El descenso de los indicadores en la Ciudad de México y el área metropolitana sobre los nuevos registros de ocupación hospitalaria (53.2%) y la reducción de casos sospechosos de Covid-19 reportados hasta el pasado viernes, permitió a las autoridades sanitarias de la ciudad anunciar que a partir de este lunes podrán reactivar algunas actividades que habían permanecido cerradas desde diciembre pasado, entre ellas las proyecciones cinematográficas, las funciones de teatro en interiores y los museos.

No obstante, la capacidad en todos los casos deberá ser aún más reducida que la máxima permitida en el cierre del año pasado (30%). Tanto los complejos cinematográficos como los escénicos podrán reabrir solamente con una capacidad máxima del 20% al interior y deberán ofrecer la última función a las 20:00 horas, mientras que los museos deberán operar hasta las 19:00 horas. En todos los casos será obligatorio el uso permanente de cubrebocas.

La urgencia de reabrir no era necedad, han expresado de manera reiterada y por distintas vías los gremios tanto de teatro como de cine, sino ante la precarización y riesgo de desempleo definitivo de los trabajadores y familias que dependen de ambas industrias.

Abrir al 20% es un arrojo al precipicio

El aforo máximo de 20% permitido no fue del todo bien recibido por los teatreros. Después de darse el anuncio de las autoridades capitalinas para la reactivación de los teatros, el productor Morris Gilbert, responsable de puestas en escena como Wicked, El rey león y Los miserables, expresó que “el 20% del aforo no resulta rentable. Cuando la situación lo permita y nos autoricen más aforo, entonces volveremos”, dijo, aunque más adelante reconoció: “vamos a reabrir lo más pronto posible por la principal razón de todas: las sagradas fuentes de trabajo para nuestro gremio”.

El 15 de febrero pasado varios de los principales productores teatrales de México, como Gerardo Quiroz, Alejandro Gou, Juan Torres y Claudio Carrera lanzaron la campaña #NecesitamosLosTeatrosAbiertos para denunciar que, a 11 meses de haber cerrado por primera vez, “los teatros están al borde del abismo” y para explicar que este arte no pertenece a la categoría de eventos masivos, por lo que no es una actividad con alto riesgo de contagio y que incluso un 30% de capacidad, como se hizo el año pasado, con los gastos que implica un montaje, es un arrojo al precipicio.

“El objetivo no es abrir los teatros sino salvar al teatro de esta catástrofe. No somos los productores los que hacemos teatro ni son los actores los que encabezan un elenco. La maquinaria es enorme y se ha olvidado a muchas personas de esta cadena, ante los ojos al menos de las autoridades, son personas que han vivido cien por ciento del teatro”, declaró Juan Torres, productor de obras como Godspel y La jaula de las locas.

Señaló que siendo una industria que requiere de promoción y procesos anticipados varios, al menos 90% de los productores de teatro no podrían ponerse en marcha al siguiente día de recibir luz verde.

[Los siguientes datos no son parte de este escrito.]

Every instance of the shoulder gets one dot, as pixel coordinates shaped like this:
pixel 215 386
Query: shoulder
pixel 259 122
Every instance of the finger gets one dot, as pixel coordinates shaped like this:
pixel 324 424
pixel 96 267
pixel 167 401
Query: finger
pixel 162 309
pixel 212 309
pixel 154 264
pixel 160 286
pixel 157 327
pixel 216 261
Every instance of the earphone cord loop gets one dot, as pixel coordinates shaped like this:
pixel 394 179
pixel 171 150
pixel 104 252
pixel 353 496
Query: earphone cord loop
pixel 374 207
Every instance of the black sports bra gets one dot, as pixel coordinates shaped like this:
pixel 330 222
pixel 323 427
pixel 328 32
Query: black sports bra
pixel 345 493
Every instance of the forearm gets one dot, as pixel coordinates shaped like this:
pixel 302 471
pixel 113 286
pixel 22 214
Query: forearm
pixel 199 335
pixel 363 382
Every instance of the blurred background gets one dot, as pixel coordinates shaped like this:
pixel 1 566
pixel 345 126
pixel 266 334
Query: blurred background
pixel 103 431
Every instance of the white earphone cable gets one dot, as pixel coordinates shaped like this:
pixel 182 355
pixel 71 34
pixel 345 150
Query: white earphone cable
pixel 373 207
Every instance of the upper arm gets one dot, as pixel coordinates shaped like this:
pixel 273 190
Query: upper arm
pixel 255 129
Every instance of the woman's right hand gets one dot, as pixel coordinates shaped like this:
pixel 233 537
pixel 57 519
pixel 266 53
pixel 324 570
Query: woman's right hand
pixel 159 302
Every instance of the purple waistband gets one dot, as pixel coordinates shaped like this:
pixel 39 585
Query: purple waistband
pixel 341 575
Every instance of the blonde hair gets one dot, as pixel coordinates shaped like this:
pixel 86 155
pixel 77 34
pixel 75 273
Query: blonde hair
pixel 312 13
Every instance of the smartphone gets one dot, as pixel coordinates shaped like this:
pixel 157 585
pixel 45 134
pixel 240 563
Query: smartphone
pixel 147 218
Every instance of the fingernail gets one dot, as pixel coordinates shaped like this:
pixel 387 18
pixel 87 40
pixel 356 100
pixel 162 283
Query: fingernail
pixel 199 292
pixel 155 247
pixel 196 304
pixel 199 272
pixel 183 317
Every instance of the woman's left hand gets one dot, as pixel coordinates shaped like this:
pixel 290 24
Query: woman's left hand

Reactivar el teatro es más complejo

“Abrir los teatros de esta ciudad no es levantar la cortina de un changarro y darle una barridita a la tierra que se ha acumulado. Hay que hacer publicidad, hay que ensayar y ver con quiénes de nuestros equipos vamos a montar, qué vamos a hacer. Simplemente pedir un permiso en cualquier alcaldía te lleva 15 días hábiles”, agregó.

Por su parte, la semana pasada, a través de una carta la Asociación Nacional de Teatros Independientes (ANTI) expresaba su preocupación por la situación de la industria. De no reactivarse en breve el arte teatral “arruinará la economía de nuestros teatros y su personal: artistas, técnicos, personal de limpieza y administrativo, gestores culturales, etcétera. Somos parte del patrimonio artístico vivo de nuestro país y de persistir esta situación, ante las dificultades económicas de hoy, crecerá enormemente el riesgo de cierre definitivo y la cancelación de un derecho cultural inalienable”.